This morning, I woke up to a long (and thoughtful) email asking me an extensive question related to buying a domain name when there are associated trademarks. The person used one of my domain names as an example but told me he was interested in buying a different domain name that he thought had a similar issue.
My response to him was “That is a better question suited for a lawyer with trademark expertise.”
Domain investors need to navigate the world of intellectual property and trademarks when they buy a domain name. Every day investors are buying domain names, they need to analyze legal risk related to owning specific domain names, and looking at trademark filings and live trademarks at the USPTO is one way to evaluate risk. Although investors may have some level of experience with trademarks and intellectual property law, most do not have expertise in this field.
If someone has a question about domain names related to IP or trademark law, I always tell them to speak with a lawyer. In fact, a domain name attorney likely has the expertise to answer specific questions about domain names that are related to trademarks. A lawyer with domain industry expertise will be able to help the investor (or whomever has the questions) evaluate the risk associated with buying or selling a domain name.

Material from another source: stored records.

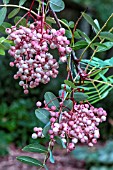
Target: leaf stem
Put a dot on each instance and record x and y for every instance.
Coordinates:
(17, 6)
(95, 36)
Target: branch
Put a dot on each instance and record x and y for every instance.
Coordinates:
(17, 6)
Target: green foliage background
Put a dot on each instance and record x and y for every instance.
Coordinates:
(17, 117)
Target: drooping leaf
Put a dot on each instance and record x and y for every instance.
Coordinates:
(42, 115)
(2, 52)
(46, 129)
(69, 83)
(30, 161)
(3, 13)
(90, 21)
(51, 99)
(57, 5)
(79, 96)
(35, 148)
(6, 1)
(51, 157)
(21, 2)
(13, 13)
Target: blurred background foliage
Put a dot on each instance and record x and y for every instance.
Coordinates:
(17, 117)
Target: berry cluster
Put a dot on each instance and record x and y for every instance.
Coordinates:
(38, 133)
(78, 124)
(35, 64)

I understand why someone might ask me or another investor a question about domain names and trademark law. Most investors have a fair amount of experience dealing with these kinds of issues, and it’s a lot less expensive to ask an investor for their opinion than asking a lawyer. That being said, if an investor (or I) provide an answer that is not accurate or only partially answers the question, it could be more harmful than helpful.
When it comes to issues of law, I think it is better to pay an attorney take a look rather than asking for free advice and hoping for the best. Asking questions before making a purchase is a good idea, but if the questions aren’t being asked to the right person, the answer may not be helpful.